Question

Any change in the amino acid sequence of TAS2R38 has the potential to interfere with this signal diagrammed above. the amino acid difference at position 49, which alters a proline to an alanine, is in the part of GPCR protein that is located on the intracellular side of the membrane. what step in cell signaling could changing the amino aside at position 49 interrupt?

Answer 1

The TAS2R38 gene codes for the T2R receptor involved in bitter taste sensing. This receptor, present in the taste buds, binds to the bitter compounds such as phenylthiocarbamide (PTC) and 6-n-propylthiouracil. It is a G protein coupled receptor that is made up of an extracellular domain, a 7 membered transmembrane domain and an intracellular domain. When the ligand binds to the extracellular domain of receptor, there is a conformational change in the transmembrane domain. As a result, GDP in Ggust-alpha subunit of G protein is exchanged for GTP by GEF (guanine exchange factor). Gagust-GTP then dissociates form the Gagustbg G protein and will bind and inactivate to adenylyl cyclase associated with receptor in plasma membrane. Thus, Adenylyl cyclase cannot break down ATP to cAMP, thereby inhibiting its signaling. The Gbg subunit will then activate phospholipase C which acts on PIP2 to form IP3 and DAG. IP3 causes mobilization of calcium into cytoplasm from ER via calcium channels. Calcium activates TRPM5 channels in the cell membrane, which are cation channels, allowing flow of sodium ions. It also activates CALHM1 for release of ATP that stimulates the neurons via purinergic receptors.

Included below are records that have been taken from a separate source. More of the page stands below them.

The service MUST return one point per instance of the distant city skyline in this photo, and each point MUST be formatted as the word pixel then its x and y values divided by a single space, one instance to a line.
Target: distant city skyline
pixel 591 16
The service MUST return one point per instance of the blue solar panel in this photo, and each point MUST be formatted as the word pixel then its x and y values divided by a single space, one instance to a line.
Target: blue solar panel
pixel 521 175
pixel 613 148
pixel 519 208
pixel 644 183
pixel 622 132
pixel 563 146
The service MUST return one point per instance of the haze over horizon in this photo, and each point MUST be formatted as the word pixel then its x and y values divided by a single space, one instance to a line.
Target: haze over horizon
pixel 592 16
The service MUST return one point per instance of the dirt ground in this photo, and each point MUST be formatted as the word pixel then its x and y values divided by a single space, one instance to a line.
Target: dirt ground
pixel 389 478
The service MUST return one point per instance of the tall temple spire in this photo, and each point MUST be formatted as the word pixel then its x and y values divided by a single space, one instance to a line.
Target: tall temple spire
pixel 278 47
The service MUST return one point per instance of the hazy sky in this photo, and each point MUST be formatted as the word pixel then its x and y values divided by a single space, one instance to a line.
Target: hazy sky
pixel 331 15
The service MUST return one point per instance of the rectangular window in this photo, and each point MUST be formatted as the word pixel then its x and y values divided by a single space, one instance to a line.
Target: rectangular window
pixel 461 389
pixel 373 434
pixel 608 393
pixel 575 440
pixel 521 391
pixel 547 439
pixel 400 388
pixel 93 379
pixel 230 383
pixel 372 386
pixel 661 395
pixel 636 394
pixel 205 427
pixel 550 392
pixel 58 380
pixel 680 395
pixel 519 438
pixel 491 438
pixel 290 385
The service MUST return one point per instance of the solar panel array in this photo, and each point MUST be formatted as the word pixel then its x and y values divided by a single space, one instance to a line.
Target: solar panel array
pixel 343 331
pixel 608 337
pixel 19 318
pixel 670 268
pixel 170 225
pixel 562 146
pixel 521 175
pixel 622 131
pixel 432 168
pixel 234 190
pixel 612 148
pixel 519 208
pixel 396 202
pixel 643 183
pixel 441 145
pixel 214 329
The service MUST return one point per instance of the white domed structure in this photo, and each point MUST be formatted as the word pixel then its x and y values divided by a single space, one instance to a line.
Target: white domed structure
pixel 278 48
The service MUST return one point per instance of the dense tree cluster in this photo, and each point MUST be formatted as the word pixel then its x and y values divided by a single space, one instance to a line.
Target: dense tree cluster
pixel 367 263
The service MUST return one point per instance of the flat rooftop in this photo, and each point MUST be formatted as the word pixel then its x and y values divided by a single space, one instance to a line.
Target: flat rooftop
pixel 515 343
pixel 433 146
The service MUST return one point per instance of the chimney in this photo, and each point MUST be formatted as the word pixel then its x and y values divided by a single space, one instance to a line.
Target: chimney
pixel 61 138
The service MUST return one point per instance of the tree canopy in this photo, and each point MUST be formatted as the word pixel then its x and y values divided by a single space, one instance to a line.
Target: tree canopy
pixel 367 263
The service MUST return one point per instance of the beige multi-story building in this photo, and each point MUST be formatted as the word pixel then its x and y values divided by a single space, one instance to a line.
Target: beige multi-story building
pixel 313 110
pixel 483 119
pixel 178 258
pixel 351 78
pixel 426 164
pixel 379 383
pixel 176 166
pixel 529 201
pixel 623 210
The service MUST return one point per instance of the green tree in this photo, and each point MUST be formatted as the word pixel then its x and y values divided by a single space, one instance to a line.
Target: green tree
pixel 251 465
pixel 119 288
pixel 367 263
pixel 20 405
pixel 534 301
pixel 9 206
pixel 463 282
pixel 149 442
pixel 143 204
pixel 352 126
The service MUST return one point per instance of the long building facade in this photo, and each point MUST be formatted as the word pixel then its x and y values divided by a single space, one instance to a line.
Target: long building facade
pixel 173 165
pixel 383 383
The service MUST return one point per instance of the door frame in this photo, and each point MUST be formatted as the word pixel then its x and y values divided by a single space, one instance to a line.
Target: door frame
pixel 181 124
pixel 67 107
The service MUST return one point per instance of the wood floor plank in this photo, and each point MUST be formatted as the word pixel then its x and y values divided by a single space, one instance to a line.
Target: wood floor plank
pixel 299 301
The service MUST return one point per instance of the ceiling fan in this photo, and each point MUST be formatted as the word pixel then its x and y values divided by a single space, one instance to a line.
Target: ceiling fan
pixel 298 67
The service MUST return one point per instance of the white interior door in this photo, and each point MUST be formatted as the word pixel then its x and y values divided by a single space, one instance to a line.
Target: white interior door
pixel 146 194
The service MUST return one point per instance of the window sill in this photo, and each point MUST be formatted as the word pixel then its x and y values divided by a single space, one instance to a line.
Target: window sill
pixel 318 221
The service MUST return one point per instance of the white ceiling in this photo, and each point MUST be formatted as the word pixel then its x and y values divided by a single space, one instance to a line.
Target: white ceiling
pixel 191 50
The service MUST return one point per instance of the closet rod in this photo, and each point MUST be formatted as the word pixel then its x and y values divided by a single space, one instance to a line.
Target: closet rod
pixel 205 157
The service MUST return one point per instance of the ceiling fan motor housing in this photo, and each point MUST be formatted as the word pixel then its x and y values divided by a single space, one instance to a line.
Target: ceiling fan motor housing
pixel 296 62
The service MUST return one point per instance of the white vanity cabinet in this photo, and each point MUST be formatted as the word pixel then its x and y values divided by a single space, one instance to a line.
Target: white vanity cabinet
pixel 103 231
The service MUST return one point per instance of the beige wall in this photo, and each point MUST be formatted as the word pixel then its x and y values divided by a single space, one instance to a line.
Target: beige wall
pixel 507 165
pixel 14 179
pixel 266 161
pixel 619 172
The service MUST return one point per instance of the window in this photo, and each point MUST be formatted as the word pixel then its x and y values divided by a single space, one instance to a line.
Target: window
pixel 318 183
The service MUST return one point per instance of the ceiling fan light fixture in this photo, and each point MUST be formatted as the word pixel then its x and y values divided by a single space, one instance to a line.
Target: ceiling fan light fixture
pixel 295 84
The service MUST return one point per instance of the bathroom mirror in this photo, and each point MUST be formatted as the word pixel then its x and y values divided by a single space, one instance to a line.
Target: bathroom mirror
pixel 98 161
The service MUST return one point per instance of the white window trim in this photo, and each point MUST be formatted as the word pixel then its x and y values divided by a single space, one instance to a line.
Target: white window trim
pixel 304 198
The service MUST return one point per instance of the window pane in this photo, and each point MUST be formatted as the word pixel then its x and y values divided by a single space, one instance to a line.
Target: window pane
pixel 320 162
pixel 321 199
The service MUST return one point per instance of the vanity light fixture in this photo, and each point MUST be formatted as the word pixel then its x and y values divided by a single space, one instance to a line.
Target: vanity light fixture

The amino acid alanine is present in first intracellular domain of the receptor. The intracellular domain is bound to the G proteins. Hence, alanine (PAV) to proline change (seen in AVI) will affect the dissociation of G alpha subunit from the G protein. Thus, signaling is inhibited and no taste reception occurs as the neurons are not stimulated. Hence, AVI are non-tasters.